28.11.09

CandU


Keinginan mengulangi lagi dan tak mau berhenti. Sebuah sisi ruang untuk menanggalkan sebah serapah kehidupan, begitu mengasyikkan karna membuat melayang. Bermula dari coba-coba hingga terjerat tak mau lepas. Meninggalkanya perlu upaya yang sering memayahkan, terkadang juga membikin gerah diikuti kelu karna jeri meregang jerih. Hanya kesadaran untuk tak kembali yang bisa menguatkan, karna akan terus ada dan ada, mustahil akan hilang.

12.11.09

SabaR

Ladang sabar ternyata luas tanpa batas hingga nafsu amarah padam, tinggal nyala isak dan sesak yang menyeruak . Kekar dari luar, tapi lemah menjamah tak berdaya untuk beralih sabar. Menjadikan waktu kosong melolong, merongrong relung yang terus berkubang kabung. Bermimpi untuk senantiasa mendekap kesabaran hingga diujung perhelatan, hanya untuk tetap lurus di jalan kedamaian yang mulai menyamar.

9.11.09

JerA

Jeri sudah mengingini yang bukan haknya, sakit teregang separuh jiwa jika kembali bergelut. Letih diperbudak nafsu laknat, mestinya ditantang bukan malah ingin berlari pergi dengan jerat mengikat hingga ambruk tersungkur kembali. Bertahan kadang kala bisa dengan sadar bahwa manusia penuh keterbatasan jika dihadapkan pada Yang Kuasa, pemilik segala luas tak terjangkau. Kebijakan bahwa segala putusan dan hal akan kembali padaNya memang perlu dihayat bahwa kecamuk tak segenting seperti yang dirasa hingga membikin jera.

8.11.09

GagaP

Tak ada hak seseorang atas yang lain, menempatkan pada kebimbangan berbuat. Bertindak tak sesuai kehendak adalah pembatasan atas kemauan untuk acuh. Terbentur benak orang yang sulit diduga hingga menerka kadang menjadi kesalahan. Keinginan mengetahui hanya sekedar untuk berlaku benar. Mungkin bukan benar ataupun salah, lebih tepat ‘seharusnya’ dengan maksud agar berujung pada keselarasan paham.

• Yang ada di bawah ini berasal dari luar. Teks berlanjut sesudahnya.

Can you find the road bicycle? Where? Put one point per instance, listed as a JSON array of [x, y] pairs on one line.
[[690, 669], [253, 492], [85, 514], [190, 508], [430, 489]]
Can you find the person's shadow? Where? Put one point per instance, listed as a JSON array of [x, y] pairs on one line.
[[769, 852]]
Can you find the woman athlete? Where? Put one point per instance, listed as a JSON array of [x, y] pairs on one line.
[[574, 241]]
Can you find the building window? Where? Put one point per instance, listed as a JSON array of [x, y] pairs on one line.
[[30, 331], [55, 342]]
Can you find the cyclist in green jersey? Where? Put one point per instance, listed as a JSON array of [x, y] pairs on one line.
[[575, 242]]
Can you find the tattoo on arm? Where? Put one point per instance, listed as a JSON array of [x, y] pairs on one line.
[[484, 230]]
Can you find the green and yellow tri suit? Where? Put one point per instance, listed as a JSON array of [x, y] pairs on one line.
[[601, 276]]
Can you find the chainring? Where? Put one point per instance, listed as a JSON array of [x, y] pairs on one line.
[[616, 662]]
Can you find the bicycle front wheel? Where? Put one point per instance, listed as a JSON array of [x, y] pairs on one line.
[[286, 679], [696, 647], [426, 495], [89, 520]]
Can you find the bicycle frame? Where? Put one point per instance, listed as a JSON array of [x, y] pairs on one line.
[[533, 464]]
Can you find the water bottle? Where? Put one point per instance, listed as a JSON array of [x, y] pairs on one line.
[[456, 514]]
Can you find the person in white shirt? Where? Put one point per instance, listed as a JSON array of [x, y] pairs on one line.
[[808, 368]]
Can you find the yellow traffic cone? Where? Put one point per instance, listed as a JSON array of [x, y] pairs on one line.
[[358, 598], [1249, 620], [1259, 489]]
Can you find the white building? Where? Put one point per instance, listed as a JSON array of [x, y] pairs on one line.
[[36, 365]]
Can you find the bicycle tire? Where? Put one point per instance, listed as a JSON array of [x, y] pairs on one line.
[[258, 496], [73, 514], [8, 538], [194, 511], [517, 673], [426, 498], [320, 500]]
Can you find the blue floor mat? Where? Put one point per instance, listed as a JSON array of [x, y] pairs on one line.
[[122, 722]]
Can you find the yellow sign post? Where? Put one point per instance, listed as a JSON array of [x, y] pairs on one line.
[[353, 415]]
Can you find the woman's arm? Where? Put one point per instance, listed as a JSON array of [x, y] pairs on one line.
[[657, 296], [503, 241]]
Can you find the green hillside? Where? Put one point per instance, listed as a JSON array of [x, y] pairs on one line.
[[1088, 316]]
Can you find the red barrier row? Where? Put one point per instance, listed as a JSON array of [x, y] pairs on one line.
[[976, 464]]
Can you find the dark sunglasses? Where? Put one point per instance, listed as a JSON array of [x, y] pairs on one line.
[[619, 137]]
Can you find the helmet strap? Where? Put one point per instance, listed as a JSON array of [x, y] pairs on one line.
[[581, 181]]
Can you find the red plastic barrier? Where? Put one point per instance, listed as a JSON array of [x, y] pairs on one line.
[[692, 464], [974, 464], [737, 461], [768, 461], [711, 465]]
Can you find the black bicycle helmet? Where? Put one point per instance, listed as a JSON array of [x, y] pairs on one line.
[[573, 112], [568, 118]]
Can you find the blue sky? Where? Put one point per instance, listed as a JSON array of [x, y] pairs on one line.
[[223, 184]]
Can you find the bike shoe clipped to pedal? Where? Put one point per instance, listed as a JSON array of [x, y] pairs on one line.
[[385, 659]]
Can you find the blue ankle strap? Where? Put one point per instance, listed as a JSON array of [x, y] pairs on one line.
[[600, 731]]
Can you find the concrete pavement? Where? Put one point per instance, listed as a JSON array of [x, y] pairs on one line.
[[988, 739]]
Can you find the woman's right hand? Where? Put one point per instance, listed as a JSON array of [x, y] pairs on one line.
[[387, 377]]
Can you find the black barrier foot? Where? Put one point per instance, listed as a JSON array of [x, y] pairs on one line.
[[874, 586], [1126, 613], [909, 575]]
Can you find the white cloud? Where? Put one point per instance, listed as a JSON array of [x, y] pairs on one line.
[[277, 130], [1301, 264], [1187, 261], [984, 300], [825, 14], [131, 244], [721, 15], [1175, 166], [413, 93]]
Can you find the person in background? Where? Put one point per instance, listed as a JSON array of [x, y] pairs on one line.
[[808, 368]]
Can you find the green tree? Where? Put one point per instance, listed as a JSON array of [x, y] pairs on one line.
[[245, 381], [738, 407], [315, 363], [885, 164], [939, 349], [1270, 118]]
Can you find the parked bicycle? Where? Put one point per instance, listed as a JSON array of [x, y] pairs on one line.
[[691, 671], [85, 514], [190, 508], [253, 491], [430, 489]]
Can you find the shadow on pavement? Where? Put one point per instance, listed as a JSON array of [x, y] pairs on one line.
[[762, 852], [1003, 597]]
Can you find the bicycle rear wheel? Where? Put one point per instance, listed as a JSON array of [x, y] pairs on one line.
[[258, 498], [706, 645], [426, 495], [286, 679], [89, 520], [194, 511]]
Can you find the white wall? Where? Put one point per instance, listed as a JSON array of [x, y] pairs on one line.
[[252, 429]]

Tak beda dengan meletakkan kepercayaan mutlak pada seseorang, menjadikan terkurung pada kandang sempit jika tidak mengenal bahwa ada di luar sana yang ikut bermain, terutama keadaan. Keadaan akan secepat kilat berubah setara dengan kegagapan dalam menerjemah makna. Di babak ini, memberi peluang pada kematian prinsip dan komitmen. Mungkin akan membuahkan damai jika mengerti bahwa hari-hari tetap sama hanya berganti cuaca.

6.11.09

LalaI

Kelalaian atau kepercayaan kuat hingga membuat kalah tak berdaya dengan bisikan setan. Nikmat sesaat membikin sesat, teringat membuat ngeri membututi di belakang, instrospeksi terus dijalani menanti untuk terhapus. Mungkin syukur yang tepat untuk tak kembali

GeliaT

Di tengah mencari arti, tersandung kewajiban mutlak yang tak bisa dielak. Dirundung lengah, sadar sekejap tak kian menuju arah. Tak sekedar dituliskan, keraguan benar-benar hilang bahwa wajib dilakukan, akan sia-sia ditelan ke hati saja. Sadar dalam kondisi haram jadah tak membuat bergerak, hanya menggeliat dan tau kalah dengan suramnya hati , tapi tak kunjung pula digubah untuk bersih diri.

2.11.09

DesiR

Desir ini menjerit selalu menghujani di tiap hari kala fajar menjelang. Terbangun dalam sepi hingga merebah di hamparan suci sajadah. Kesadaran atau kehendak laknat yang menjadi penyebab, atau mungkin kejujuran hati yng ingin unjuk diri setelah terpendam dalam, jiwa ini pun hanya bisa merasa karna tak kuasa menjawab.

CukuP

Hidup semakin rumit bila ditelusur, pikiran terlilit hingga tak ingin merebah untuk bersenang sejenak. Peduli kepada orang tak perlu dipaksa, tapi hatipun tak setega itu. Kadang jiwa ini ingin merdeka tak alang kepalang disana yang merintang. Hidup memang berbagi dengan sesama, cukuplah bahagia di hati orang bukan di hati sendiri dan cukuplah tuhan sebagai penyelamat hati yang kosong. Hati ini pun bingung memilh orang atau kebebasan diri untuk tak peduli.